As a side note, if snapcraft runs as root inside containers today, changing that default behavior will break everybody that relies on that behavior. It doesn’t sound like this decision should be taken so lightly.

We build as root in cleanbuild as launchpad builds as root, launchpad is switching to building as users, we are following suit.

What comes to mind is that there will be an archive rebuild on launchpad staging testing for anything that breaks.

You are restating the facts, but you’re not really responding to the issues raised above about compatibility breakage and it being unsuitable for a world where the snaps depend on multiple users to be built.

Oh, I just missed that part. This to me just warrants a snapcraft 3.0 track.

I think it warrants thinking more carefully about how we want to change the current behavior instead!

In particular, let’s please not change the behavior in Launchpad until we respond those questions.
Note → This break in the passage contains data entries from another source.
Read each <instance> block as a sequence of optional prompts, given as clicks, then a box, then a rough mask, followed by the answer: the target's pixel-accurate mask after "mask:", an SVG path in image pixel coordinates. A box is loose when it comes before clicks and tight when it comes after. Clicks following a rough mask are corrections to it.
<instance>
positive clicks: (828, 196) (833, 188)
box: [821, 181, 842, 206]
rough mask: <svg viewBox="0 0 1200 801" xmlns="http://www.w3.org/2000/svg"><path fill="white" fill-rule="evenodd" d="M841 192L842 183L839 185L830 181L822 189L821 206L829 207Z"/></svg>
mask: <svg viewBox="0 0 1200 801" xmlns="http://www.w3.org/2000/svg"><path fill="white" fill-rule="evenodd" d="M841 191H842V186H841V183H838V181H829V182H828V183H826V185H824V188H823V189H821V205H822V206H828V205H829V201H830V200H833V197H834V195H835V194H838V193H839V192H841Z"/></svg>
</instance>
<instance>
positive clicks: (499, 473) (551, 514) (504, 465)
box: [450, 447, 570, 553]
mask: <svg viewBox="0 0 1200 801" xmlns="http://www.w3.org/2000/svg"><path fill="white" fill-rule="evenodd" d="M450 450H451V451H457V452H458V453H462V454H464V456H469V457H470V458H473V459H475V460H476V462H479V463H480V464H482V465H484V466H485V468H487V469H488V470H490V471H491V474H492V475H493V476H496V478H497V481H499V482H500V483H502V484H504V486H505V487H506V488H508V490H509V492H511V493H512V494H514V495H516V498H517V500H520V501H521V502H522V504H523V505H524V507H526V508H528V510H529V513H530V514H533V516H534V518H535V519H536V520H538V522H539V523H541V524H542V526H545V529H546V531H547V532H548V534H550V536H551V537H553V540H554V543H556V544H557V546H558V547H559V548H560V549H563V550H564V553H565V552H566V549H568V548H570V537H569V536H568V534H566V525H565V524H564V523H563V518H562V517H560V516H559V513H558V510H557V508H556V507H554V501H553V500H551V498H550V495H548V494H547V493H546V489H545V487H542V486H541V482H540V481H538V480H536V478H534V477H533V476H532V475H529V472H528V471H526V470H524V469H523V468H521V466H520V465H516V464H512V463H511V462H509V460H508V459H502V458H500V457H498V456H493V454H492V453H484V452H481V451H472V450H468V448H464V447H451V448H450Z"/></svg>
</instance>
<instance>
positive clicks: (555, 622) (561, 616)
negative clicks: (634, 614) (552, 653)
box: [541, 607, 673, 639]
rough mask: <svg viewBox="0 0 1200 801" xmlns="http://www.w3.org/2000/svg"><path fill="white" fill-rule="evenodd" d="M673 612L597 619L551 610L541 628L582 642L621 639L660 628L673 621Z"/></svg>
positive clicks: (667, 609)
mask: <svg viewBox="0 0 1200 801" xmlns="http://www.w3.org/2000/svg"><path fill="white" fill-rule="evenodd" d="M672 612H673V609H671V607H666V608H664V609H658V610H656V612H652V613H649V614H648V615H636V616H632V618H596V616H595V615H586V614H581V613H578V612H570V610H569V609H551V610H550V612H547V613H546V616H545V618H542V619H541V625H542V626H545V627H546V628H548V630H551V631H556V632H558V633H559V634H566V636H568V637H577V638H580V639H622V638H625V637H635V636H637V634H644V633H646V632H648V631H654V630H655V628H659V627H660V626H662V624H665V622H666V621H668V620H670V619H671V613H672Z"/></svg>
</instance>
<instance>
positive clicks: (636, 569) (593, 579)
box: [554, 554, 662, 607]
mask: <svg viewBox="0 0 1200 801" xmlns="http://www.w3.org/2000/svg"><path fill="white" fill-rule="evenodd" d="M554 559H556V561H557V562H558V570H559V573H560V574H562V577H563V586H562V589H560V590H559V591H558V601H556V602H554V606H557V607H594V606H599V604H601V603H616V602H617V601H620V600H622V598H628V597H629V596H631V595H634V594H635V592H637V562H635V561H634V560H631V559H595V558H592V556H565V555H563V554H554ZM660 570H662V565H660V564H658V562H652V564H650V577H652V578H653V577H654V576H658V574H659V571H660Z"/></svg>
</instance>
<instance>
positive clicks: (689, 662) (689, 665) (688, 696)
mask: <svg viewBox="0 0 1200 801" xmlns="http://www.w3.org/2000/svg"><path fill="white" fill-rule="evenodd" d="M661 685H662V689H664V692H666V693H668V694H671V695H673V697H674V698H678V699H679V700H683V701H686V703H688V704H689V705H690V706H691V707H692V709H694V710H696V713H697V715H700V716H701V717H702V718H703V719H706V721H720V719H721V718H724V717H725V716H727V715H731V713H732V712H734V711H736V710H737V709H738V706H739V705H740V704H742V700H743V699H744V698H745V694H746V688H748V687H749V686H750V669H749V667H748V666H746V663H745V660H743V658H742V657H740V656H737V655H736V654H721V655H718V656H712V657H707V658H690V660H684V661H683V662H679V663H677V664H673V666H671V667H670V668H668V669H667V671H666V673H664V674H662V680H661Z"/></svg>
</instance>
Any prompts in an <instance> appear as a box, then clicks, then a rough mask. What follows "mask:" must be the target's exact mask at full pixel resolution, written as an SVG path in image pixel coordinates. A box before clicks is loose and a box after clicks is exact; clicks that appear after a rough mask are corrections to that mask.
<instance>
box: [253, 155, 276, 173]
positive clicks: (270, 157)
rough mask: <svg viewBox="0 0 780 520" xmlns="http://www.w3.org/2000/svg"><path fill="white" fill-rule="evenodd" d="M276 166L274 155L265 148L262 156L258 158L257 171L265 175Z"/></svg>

We don’t want to change the behavior in a rush, breaking everybody, just to change the behavior again in a different direction.t

Repeating the same question above: can we have a more clear proposal of how to define the requirement that certain parts should be run or depend on being able to run with more privilege?

Right, changing the behavior boils down to a plethora of options, no breakage limits that (and we don’t want to break).

I am inclined to:

  • introduce yaml to specify the build should be user mode driven from the top.
  • allow plugins to have a say in which mode they should build (root-required).
  • have attributes defined which ask to raise to root.

The multi user aspect aside from priv and unpriv escapes me. Mind elaborating on what this looks like? Or better yet a couple of user stories to work from.

Once you have root on a system you can manipulate ownership and run things as that user. That’s useful when you need to set up a snap that holds a multi-user environment.

What is a snap that holds a multi user environment and how is snapcraft involved in this? That is what escapes me.

@niemeyer that topic makes sense, but I personally am still having trouble figuring out what it has to do with whether we build the snap in the first place as root or as a user. Are you simply saying that building a snap that has a multi-user environment will require root as well? Which of course requires more logic than “building a core snap? Fine, you get root.”